Végétalisation de l’alimentation : pourquoi le récit dominant ne tient pas face aux réalités du terrain (Article de synthèse)
À l’heure où la réduction drastique de la viande est souvent présentée comme une évidence sanitaire et climatique, le webinaire « Végétalisation, pourquoi ça coince ? », organisé par Planet Score et le fonds de dotation Solid Grounds, propose une lecture radicalement différente. En croisant données de consommation, agronomie, climat, nutrition et géopolitique alimentaire, les intervenants déconstruisent les approches simplistes et rappellent une réalité largement occultée : la transition alimentaire ne peut réussir ni contre les pratiques réelles, ni contre les écosystèmes agricoles, ni au prix d’une fragilisation nutritionnelle et sanitaire de la population. Loin d’être un obstacle, l’élevage agroécologique apparaît ici comme un levier clé de résilience des systèmes alimentaires.
Force est de constater, depuis la parution du Rapport EAT-Lancet 2025 début octobre, le débat autour de la végétalisation de l’alimentation se tend avec une polarisation croissante qui transforme la transition alimentaire en un récit manichéen, opposant un végétal sanctuarisé, porteur de toutes les vertus, à un animal diabolisé, tenu pour responsable de l’ensemble des maux environnementaux et sanitaires, au détriment d’une analyse systémique et fondée sur les faits. Dans ce webinaire intitulé « Végétalisation, pourquoi ça coince ? », organisé par Planet Score et le fonds de dotation Solid Grounds, les experts analysent les raisons de ces tensions autour de la transition alimentaire. Objectif : dépasser les discours simplistes pour examiner les réalités agronomiques, économiques et sociologiques de l’élevage et de la consommation de viande.
Entre injonctions normatives et inertie des pratiques alimentaires
Le débat sur la transition alimentaire est aujourd’hui dominé par un récit appelant à une réduction drastique de la consommation de viande, présentée comme une nécessité sanitaire et climatique. Pourtant, l’analyse des données de consommation sur le temps long révèle un décalage persistant entre ces injonctions normatives et les pratiques réelles. En France comme dans d’autres pays occidentaux, la consommation globale de produits carnés stagne depuis plusieurs décennies. Cette stabilité masque cependant des recompositions internes : la baisse de la viande bovine est largement compensée par une hausse des volailles, des œufs et des produits laitiers. Autrement dit, la structure omnivore des régimes alimentaires demeure largement inchangée.
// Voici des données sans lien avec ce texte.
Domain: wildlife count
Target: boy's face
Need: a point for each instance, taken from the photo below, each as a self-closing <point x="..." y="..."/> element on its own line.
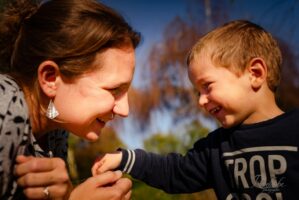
<point x="224" y="95"/>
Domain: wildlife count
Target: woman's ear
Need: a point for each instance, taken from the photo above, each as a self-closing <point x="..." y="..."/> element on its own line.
<point x="48" y="75"/>
<point x="257" y="69"/>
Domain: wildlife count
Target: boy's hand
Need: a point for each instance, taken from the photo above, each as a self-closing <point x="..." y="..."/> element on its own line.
<point x="106" y="162"/>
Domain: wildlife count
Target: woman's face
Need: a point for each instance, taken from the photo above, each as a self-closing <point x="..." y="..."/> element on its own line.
<point x="87" y="104"/>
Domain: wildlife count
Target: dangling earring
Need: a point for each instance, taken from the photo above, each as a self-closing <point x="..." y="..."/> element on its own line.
<point x="51" y="110"/>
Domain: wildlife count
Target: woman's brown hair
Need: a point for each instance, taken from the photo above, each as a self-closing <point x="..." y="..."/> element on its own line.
<point x="68" y="32"/>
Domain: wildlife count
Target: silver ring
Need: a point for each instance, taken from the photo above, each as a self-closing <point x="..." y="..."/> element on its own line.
<point x="46" y="193"/>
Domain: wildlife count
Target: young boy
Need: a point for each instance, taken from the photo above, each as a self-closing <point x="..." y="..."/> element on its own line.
<point x="254" y="155"/>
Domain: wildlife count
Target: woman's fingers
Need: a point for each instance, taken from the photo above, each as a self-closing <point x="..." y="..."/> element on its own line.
<point x="107" y="178"/>
<point x="124" y="185"/>
<point x="47" y="192"/>
<point x="29" y="164"/>
<point x="106" y="186"/>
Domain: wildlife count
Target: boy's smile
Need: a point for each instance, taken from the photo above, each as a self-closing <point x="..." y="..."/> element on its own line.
<point x="223" y="94"/>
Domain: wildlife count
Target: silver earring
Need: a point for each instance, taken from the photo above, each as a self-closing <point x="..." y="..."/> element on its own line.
<point x="51" y="110"/>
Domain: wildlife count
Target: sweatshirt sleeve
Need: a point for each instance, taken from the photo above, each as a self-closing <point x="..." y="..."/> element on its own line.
<point x="173" y="173"/>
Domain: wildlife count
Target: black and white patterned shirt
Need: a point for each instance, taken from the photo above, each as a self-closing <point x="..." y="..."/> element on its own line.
<point x="16" y="137"/>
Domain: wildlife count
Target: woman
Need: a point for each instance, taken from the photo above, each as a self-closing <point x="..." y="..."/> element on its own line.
<point x="68" y="66"/>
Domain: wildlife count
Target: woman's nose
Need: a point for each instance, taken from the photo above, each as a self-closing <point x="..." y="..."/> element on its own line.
<point x="121" y="107"/>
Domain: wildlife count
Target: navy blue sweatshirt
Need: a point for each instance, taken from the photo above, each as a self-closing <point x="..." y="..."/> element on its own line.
<point x="257" y="161"/>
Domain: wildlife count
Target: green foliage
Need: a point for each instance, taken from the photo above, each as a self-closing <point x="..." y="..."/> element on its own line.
<point x="163" y="144"/>
<point x="85" y="153"/>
Les Français restent des omnivores
Cette inertie s’explique par des déterminants sociologiques profonds. Environ quatre Français sur cinq restent omnivores, et les trajectoires observées à l’échelle mondiale ne suggèrent pas de basculement massif vers des régimes végétaux. Dans ce contexte, l’approche du « moins mais mieux », défendue notamment par Planet Score, apparaît plus cohérente avec les dynamiques observées. Des travaux prospectifs comme le scénario Ten Years for Agroecology (TYFA) montrent qu’une réduction modérée des volumes, associée à une réorientation vers des viandes issues de systèmes herbagers, pourrait s’avérer plus pertinente sur le plan environnemental que le maintien de productions intensives de monogastriques fortement dépendantes d’intrants de synthèse.
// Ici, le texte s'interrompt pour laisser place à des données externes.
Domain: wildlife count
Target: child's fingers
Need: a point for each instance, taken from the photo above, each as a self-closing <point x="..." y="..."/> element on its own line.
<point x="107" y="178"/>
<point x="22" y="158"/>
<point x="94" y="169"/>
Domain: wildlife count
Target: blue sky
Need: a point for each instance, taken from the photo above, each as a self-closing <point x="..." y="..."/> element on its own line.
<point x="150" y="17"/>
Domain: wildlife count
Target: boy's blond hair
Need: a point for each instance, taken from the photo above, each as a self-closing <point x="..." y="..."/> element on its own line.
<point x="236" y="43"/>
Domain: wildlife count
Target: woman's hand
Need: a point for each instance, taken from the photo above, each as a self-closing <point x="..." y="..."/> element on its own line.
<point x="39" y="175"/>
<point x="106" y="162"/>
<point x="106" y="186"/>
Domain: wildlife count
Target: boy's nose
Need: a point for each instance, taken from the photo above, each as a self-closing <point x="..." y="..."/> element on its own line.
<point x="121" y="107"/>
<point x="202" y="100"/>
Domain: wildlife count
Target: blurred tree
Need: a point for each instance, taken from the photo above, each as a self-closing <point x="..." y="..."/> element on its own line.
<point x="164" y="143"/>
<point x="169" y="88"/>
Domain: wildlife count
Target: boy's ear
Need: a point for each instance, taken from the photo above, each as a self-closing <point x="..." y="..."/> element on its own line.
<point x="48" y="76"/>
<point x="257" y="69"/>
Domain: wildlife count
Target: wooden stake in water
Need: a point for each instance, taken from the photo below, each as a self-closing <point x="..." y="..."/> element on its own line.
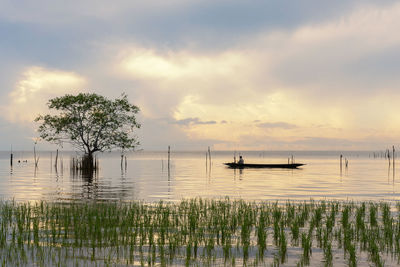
<point x="169" y="156"/>
<point x="11" y="157"/>
<point x="56" y="161"/>
<point x="341" y="164"/>
<point x="394" y="155"/>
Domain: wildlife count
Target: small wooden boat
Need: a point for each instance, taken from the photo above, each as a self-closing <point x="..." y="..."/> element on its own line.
<point x="248" y="165"/>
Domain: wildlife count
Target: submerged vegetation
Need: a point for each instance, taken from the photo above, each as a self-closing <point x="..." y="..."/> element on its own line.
<point x="199" y="232"/>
L’élevage, un pilier écologique souvent mal évalué
Le webinaire a également mis en évidence les limites des indicateurs utilisés pour juger l’impact environnemental de l’élevage, en particulier lorsqu’ils ne distinguent pas les systèmes industriels des systèmes agroécologiques. En France, près de la moitié de la surface agricole est constituée de prairies, qui jouent un rôle central dans le stockage du carbone et la préservation des sols. Leur conversion en terres cultivées, souvent évoquée dans les scénarios de sortie de l’élevage, entraînerait une libération massive de carbone aujourd’hui stabilisé. Dans certains contextes, les élevages de ruminants conduits à l’herbe peuvent ainsi fonctionner comme des séquestrateurs nets de carbone.
Végétalisation et stratégies d’influence
Les échanges ont également mis en lumière le poids croissant des stratégies d’influence économiques dans la promotion de la végétalisation. Deux des intervenants ont souligné l’implication massive de capitaux nord-américains dans le développement des protéines végétales et alternatives. Fondations philanthropiques et intérêts industriels convergent pour financer des initiatives structurantes, telles que le réseau EAT-Lancet, contribuant à diffuser une vision normative de ce que devrait être l’alimentation du futur.
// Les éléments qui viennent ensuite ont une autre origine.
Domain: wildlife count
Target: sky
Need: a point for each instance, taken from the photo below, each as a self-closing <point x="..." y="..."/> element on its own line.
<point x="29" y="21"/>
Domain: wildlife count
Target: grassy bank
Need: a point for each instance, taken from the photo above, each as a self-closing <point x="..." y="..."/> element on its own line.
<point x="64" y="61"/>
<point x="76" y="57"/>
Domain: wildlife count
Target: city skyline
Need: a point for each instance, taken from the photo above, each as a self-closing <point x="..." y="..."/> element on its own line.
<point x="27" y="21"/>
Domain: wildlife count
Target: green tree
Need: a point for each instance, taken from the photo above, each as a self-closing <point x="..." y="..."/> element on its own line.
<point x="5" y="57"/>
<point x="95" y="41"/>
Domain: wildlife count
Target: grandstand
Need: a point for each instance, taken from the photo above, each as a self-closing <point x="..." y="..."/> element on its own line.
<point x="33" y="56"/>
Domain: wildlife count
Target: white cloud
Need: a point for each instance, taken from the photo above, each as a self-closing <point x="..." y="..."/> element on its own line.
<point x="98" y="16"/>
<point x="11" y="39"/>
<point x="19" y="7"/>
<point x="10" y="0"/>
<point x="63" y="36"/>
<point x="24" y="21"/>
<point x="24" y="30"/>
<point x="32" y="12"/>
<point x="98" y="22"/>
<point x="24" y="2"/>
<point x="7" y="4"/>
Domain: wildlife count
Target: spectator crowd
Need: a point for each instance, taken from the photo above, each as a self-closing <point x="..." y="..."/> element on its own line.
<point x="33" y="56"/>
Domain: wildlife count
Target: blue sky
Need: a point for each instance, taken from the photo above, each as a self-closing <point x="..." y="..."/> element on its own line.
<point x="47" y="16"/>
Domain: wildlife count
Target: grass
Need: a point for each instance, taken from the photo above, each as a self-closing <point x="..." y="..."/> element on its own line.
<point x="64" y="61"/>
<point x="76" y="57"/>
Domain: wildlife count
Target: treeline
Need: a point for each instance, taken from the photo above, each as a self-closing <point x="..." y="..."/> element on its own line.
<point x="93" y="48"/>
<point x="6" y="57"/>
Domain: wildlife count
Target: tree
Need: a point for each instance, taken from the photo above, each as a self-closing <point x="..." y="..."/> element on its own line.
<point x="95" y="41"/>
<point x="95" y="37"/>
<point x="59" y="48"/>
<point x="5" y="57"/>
Cette dynamique s’inscrit dans une idéologie du « Food as fuel », où l’alimentation est réduite à une fonction énergétique optimisable par la technologie. La dimension culturelle, sociale et symbolique du repas est alors reléguée au second plan. Dans cette logique, la Foodtech cherche à déconstruire les matrices alimentaires animales pour les reconstituer artificiellement, aboutissant le plus souvent à une offre de produits ultra-transformés, dépendants d’additifs et de procédés industriels complexes.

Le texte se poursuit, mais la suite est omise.